I've reworked the code to use setjmp/longjmp (as with the other exception handling) and it seems to work better:

(in protect.h) #ifdef _WIN32 #include <excpt.h> #include <setjmp.h>

static jmp_buf context;

static EXCEPTION_DISPOSITION __cdecl exc_handler(struct _EXCEPTION_RECORD* exception_record, void *establisher_frame, struct _CONTEXT *context_record, void* dispatcher_context) { longjmp(context, exception_record->ExceptionCode); }

#define PROTECTED_START() \ EXCEPTION_REGISTRATION ex_reg; \ int _error = 0; \ if (PROTECT) { \ ex_reg.handler = exc_handler; \ asm volatile ("movl %%fs:0, %0" : "=r" (ex_reg.prev)); \ asm volatile ("movl %0, %%fs:0" : : "r" (&ex_reg)); \ if ((_error = setjmp(context) != 0)) { \ goto _exc_caught; \ } \ }

#define PROTECTED_END(ONERR) do { \ if (!_error) \ goto _remove_handler; \ _exc_caught: \ ONERR; \ _remove_handler: \ if (PROTECT) { asm volatile ("movl %0, %%fs:0" : : "r" (ex_reg.prev)); } \ } while(0)

#else...

This still uses the windows structured exception handling. The only issue I find is that I have to call Native.setPreserveLastError (false) if I want to actually receive the error raised in ONERR, otherwise the error preserving after the ffi_call actually wipes out the error (it is not a safe post-exception JNI operation).

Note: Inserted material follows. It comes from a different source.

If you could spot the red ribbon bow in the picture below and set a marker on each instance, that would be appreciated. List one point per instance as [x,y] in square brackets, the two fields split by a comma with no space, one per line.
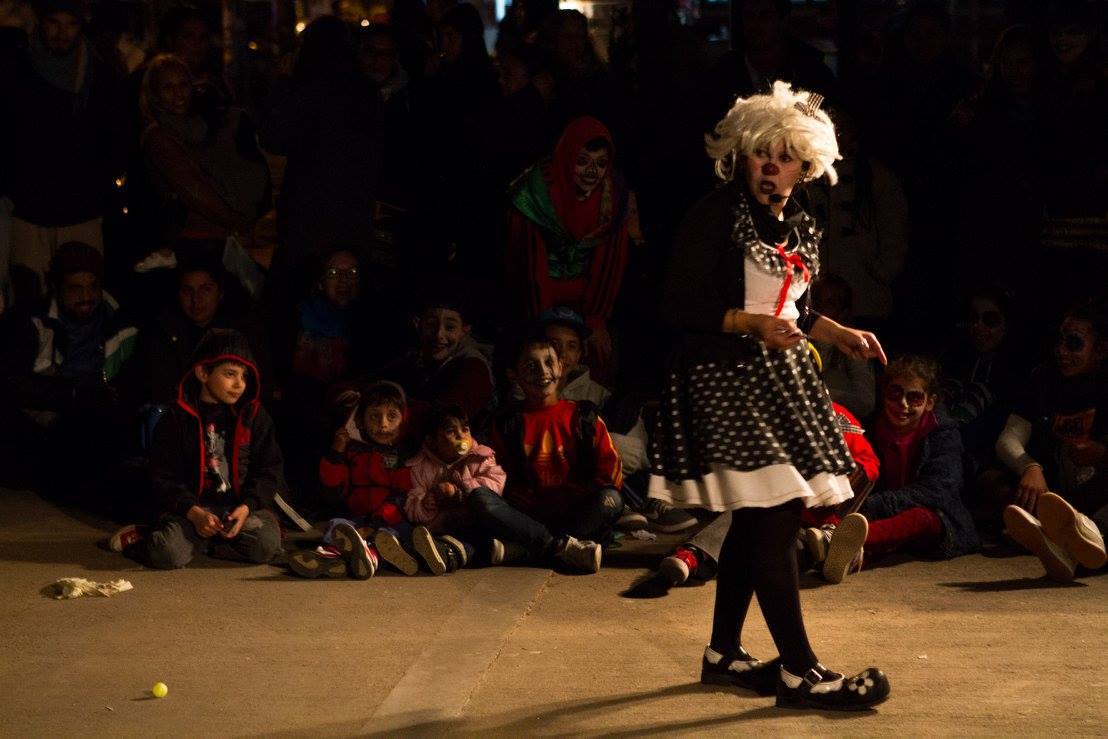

The error update should probably be moved to within the protected block to avoid calling it post-exception. The main problem with setjmp/longjmp is that it requires a global jump buffer/environment, and thus is not thread-safe.

I'd love some comments on the above, specifically whether people think it is a safe approach. I'm not a C programmer (in fact I've basically had to learn C from scratch over the past 24 hours to do this), so I might be missing something obvious or doing something really stupid, apologies in advance if this is the case (I specifically apologize if I've misunderstood the existing stack unwinding code, it was well beyond me and I may be doing it a disservice!).

Well, you've at least got better critical thinking skills regarding the C language than many programmers I've met who've been doing it for years.